Hassan Bashar1,Brown Madyson1,Guo Lily2,Ascha Mona1,Jedrzejewski Breanna3,Cohen Andrew4,Corral Gabriel Del5,Liang Fan1

Affiliation:

1. Department of Plastic and Reconstructive Surgery, Center for Transgender Health, Johns Hopkins University School of Medicine, Baltimore, Maryland

2. Chicago Medical School, Rosalind Franklin University, Chicago, Illinois

3. Division of Plastic and Reconstructive Surgery, Oregon Health & Science University, Portland, Oregon

4. Department of Urology, James Buchanan Brady Urological Institute, Johns Hopkins University School of Medicine, Baltimore

5. Department of Plastic and Reconstructive Surgery, MedStar Georgetown University Hospital, Baltimore, Maryland

Abstract

Abstract Background Gender-affirming phalloplasty has a complication rate as high as 76.5%. This is the first study to determine the predictors of 30-day complications following phalloplasty using a national registry. Methods The National Surgical Quality Improvement Program database (2012–2021) was queried for transgender men and Current Procedural Terminology codes pertaining to flap or microsurgery procedures to select for single- and first-stage phalloplasty cases. Included were patients with a length of total hospital stay ≥ 5 days and operating time > 4 hours to select for primary phalloplasty cases.

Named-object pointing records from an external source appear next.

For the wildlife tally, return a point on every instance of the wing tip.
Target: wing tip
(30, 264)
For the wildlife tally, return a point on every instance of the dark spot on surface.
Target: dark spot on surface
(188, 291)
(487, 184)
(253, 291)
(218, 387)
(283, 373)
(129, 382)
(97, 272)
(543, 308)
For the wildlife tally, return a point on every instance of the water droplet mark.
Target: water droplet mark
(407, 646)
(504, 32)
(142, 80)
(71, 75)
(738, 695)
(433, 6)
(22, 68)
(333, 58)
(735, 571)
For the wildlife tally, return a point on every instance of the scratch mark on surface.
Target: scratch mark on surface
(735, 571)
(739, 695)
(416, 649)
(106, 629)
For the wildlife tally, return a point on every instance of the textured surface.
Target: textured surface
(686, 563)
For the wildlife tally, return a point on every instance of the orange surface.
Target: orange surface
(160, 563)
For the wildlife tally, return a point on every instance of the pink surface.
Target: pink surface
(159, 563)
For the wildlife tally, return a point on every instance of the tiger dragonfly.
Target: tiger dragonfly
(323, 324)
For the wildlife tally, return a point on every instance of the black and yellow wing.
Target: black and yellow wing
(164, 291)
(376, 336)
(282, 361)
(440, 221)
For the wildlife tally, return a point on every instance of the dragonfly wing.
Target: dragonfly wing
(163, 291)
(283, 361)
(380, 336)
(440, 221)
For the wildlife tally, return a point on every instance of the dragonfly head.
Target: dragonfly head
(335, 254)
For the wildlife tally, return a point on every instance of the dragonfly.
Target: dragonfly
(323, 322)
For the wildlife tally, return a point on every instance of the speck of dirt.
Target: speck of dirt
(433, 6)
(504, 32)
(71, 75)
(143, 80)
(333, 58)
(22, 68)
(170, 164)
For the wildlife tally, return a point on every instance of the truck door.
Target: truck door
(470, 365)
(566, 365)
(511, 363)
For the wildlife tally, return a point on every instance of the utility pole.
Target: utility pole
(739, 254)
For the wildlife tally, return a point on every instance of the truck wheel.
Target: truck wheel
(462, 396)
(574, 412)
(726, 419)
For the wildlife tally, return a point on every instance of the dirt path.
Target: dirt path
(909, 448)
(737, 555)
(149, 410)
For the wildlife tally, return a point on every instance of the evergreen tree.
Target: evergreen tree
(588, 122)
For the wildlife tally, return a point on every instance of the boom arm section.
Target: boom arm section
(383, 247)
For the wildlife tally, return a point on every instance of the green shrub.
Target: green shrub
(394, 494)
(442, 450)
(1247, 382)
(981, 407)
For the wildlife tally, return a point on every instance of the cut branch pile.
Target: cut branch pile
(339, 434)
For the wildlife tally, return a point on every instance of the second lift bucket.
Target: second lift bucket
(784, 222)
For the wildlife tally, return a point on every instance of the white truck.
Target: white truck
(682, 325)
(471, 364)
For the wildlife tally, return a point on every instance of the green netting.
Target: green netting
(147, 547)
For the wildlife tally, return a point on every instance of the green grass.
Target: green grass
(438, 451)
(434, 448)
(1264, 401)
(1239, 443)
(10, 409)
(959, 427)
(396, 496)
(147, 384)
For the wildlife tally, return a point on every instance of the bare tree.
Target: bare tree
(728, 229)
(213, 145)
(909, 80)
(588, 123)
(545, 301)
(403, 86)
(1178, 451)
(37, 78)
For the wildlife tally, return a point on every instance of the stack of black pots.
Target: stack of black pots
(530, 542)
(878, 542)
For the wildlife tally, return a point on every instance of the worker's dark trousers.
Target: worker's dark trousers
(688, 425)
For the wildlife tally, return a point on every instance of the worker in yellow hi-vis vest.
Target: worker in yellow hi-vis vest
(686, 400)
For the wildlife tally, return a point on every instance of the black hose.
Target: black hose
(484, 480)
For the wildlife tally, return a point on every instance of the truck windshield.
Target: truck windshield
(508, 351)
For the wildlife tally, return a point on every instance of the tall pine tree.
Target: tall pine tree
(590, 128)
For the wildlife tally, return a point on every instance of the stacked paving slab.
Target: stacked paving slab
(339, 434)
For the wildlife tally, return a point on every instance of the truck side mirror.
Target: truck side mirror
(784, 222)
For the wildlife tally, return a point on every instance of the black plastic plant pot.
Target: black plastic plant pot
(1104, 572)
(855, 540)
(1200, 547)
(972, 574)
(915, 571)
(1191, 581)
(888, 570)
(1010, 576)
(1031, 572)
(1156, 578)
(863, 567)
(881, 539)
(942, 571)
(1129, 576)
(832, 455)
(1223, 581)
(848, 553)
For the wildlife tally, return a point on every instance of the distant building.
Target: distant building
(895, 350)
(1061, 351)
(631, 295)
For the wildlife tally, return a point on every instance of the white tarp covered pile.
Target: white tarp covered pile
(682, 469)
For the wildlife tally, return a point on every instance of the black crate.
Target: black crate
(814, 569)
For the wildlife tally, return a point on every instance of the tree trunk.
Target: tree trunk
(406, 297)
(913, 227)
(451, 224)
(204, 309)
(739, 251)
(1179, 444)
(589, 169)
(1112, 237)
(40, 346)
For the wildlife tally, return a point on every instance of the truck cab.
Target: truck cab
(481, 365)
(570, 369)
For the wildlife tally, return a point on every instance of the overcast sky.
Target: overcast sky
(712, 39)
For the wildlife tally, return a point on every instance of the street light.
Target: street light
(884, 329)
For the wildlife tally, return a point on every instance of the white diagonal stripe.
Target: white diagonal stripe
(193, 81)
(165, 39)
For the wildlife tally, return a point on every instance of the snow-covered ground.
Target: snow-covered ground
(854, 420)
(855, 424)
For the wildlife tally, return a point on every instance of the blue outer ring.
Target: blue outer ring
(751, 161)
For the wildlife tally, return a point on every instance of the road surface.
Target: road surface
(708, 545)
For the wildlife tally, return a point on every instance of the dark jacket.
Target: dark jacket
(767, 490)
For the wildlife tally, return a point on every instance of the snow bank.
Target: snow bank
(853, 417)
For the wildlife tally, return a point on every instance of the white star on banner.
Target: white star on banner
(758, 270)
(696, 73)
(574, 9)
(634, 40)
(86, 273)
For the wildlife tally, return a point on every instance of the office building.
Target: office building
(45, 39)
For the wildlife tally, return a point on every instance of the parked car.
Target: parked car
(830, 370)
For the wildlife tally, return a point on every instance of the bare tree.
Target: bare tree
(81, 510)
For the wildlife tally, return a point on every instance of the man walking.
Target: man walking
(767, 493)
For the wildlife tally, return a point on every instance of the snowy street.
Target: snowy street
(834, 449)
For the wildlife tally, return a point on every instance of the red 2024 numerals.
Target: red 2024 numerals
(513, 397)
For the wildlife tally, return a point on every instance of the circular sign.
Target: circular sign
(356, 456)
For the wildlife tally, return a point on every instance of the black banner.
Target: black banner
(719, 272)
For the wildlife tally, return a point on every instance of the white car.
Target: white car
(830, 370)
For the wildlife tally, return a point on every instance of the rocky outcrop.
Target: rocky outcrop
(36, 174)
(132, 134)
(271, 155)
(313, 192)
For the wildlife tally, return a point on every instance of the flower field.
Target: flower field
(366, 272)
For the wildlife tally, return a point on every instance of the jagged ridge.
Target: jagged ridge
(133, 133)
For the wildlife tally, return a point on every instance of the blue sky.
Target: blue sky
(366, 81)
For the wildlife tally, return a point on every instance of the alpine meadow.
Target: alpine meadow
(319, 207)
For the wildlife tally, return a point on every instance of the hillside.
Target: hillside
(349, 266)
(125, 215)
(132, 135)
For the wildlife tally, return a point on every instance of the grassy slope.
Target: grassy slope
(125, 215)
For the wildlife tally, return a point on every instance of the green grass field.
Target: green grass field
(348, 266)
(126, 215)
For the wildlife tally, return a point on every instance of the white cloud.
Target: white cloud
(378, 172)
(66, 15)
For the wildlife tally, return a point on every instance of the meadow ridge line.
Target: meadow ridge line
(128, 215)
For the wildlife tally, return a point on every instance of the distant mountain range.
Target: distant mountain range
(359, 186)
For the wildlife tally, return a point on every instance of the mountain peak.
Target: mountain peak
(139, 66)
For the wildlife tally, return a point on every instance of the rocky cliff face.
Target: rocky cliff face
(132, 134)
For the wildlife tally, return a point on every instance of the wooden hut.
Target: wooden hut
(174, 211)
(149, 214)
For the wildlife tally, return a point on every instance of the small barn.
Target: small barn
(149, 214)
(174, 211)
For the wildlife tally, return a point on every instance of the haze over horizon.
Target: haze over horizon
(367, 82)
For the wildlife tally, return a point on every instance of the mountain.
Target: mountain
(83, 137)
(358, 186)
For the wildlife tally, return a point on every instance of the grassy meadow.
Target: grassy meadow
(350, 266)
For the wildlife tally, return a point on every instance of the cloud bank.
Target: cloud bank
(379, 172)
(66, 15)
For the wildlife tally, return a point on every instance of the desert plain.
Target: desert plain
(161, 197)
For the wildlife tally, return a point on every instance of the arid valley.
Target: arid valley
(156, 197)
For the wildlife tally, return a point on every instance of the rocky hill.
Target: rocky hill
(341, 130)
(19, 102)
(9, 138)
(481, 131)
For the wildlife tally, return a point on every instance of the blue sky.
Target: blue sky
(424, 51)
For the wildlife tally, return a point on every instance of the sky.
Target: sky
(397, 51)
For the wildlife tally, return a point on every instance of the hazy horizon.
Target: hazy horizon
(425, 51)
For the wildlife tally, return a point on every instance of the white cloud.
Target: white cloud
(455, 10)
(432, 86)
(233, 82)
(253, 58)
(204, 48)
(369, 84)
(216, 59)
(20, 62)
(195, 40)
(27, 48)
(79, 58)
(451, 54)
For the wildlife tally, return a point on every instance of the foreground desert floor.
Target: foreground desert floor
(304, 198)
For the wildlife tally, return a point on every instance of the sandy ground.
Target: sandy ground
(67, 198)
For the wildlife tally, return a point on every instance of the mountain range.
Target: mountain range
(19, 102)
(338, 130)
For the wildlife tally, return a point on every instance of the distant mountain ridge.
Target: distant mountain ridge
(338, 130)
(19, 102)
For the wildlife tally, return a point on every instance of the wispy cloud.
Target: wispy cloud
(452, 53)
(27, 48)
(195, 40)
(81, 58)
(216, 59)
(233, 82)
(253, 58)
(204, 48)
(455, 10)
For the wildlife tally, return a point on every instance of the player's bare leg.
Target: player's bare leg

The primary outcome was incidence of major and minor complications, and the secondary outcome was indication for unplanned reoperation. Bivariate analysis and multivariate logistic regression were performed to determine significant predictors of complications. Results Of 90 patients, 18 (20.0%) patients developed at least one complication. The most common complication was unplanned reoperation (n = 10, 11.1%) due to hematoma evacuation (n = 3, 30.0% of reoperations, 3.3% of all patients). A total of 43 (47.8%) underwent single-stage phalloplasty, and 47 (52.2%) underwent first-stage phalloplasty. Compared with patients without complications, those with minor complications are more likely to have had single-stage phalloplasty (n = 37 [45.1%], n = 6 [75.0%]; p = 0.145), but the association was not statistically significant. Longer operating time was associated with greater odds of major complications (adjusted odds ratio [aOR] 95% confidence interval [CI] 1.01 [1.002–1.018]). Patients who smoked within 1 year of surgery had 123 times the odds of 30-day minor complications (surgical site infection, urinary tract infection, wound dehiscence, pneumonia) compared with nonsmokers (aOR [CI] 123.3 [1.4– > 100.0]). Conclusion There were no significant differences in complication rates between single- and first-stage phalloplasties. Patients should be counseled about the overall risk of 30-day complications following phalloplasty. Reducing operating time, smoking cessation, and strict preoperative nicotine testing may assist in mitigating odds of 30-day complications following phalloplasty.